We have something called "procuring cause" for what causes an agent to get paid when a buyer buys a home. Essentially, procuring cause is an uninterrupted sequence of steps that results in the buyer buying the home. That definition doesn't have a time line, but it does have that fun "uninterrupted" bit to hurdle. The time line, in which it needs to be uninterrupted, is from the time you saw a home, until the time you decided to buy the home, not necessarily until the time that you actually wrote a contract or close on the property. Just the time between being completely unaware that the property existed, until you've made a decision to buy the property.
If you've already made the decision which home you are going to buy, your current agent has probably met the definition for procuring cause and as such, has "earned" a commission. If you have not made a decision, and you do indeed fire your current agent, then even though they showed you a house that you later bought, it would appear as though the sequence of events was indeed interrupted, and your current agent would not be entitled to a commission.

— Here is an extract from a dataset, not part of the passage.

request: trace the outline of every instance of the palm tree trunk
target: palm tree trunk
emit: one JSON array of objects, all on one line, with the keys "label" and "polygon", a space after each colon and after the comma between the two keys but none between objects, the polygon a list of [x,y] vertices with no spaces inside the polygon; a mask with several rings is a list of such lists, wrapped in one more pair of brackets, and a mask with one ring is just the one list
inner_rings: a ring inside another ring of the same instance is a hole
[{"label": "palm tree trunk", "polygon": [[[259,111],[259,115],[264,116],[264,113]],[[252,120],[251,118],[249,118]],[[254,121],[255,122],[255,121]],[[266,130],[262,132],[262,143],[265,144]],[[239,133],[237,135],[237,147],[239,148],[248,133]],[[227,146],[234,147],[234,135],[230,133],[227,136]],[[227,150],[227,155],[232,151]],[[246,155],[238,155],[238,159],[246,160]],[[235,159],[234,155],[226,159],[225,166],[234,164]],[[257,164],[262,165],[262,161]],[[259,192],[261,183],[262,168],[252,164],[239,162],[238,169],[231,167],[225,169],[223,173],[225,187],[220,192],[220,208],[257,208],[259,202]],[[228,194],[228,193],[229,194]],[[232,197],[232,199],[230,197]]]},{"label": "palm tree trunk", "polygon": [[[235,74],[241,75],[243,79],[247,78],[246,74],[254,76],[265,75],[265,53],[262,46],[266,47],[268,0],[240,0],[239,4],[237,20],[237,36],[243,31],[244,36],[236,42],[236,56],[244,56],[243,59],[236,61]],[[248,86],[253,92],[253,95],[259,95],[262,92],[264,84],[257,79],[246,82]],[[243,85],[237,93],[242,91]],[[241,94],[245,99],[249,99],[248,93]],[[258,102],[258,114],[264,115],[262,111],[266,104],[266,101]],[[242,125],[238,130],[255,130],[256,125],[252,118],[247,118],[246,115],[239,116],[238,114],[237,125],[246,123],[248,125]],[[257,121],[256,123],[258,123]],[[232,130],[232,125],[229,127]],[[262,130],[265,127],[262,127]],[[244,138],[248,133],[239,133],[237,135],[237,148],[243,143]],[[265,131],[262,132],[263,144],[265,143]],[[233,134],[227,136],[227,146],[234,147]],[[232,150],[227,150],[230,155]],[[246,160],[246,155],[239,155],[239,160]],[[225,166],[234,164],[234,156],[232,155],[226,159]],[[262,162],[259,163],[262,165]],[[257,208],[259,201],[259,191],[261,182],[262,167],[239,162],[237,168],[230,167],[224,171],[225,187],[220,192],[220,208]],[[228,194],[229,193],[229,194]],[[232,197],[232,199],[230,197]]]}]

Obviously, this is a sticky situation, and depending on the scruples of your current agent, the money involved, and how hard they feel they've worked, may result in a huge fight, or it not being an issue at all.

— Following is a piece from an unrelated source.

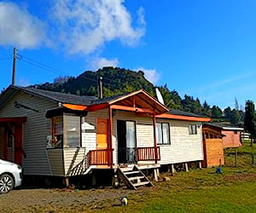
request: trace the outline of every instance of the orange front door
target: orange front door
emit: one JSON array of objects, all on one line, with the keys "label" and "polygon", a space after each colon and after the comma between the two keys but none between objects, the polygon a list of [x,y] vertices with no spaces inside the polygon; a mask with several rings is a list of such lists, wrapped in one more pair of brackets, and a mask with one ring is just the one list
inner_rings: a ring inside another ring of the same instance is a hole
[{"label": "orange front door", "polygon": [[108,119],[97,118],[97,149],[107,149],[108,141]]},{"label": "orange front door", "polygon": [[[97,118],[97,147],[99,150],[96,154],[98,164],[108,164],[109,153],[108,148],[108,119]],[[102,151],[100,151],[102,150]]]},{"label": "orange front door", "polygon": [[23,129],[22,124],[15,126],[15,163],[22,165],[23,157]]}]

If you signed a Buyer-Broker Employment agreement, you will certainly need to work to be released from that agreement, because it states clearly in the employment agreement that your current agent will get paid if you buy anything during the employment period.
Further, if the agent in question is able to establish procuring cause, that doesn't mean you still cannot get another agent. Agency and compensation are two separate things, such that you can always fire your agent and get a new one. You may need to compensate them, and the new agent will probably want compensation as well, but you can get another agent. It might cost some money from your pocket to pay two agents, where you weren't expecting to need to do that.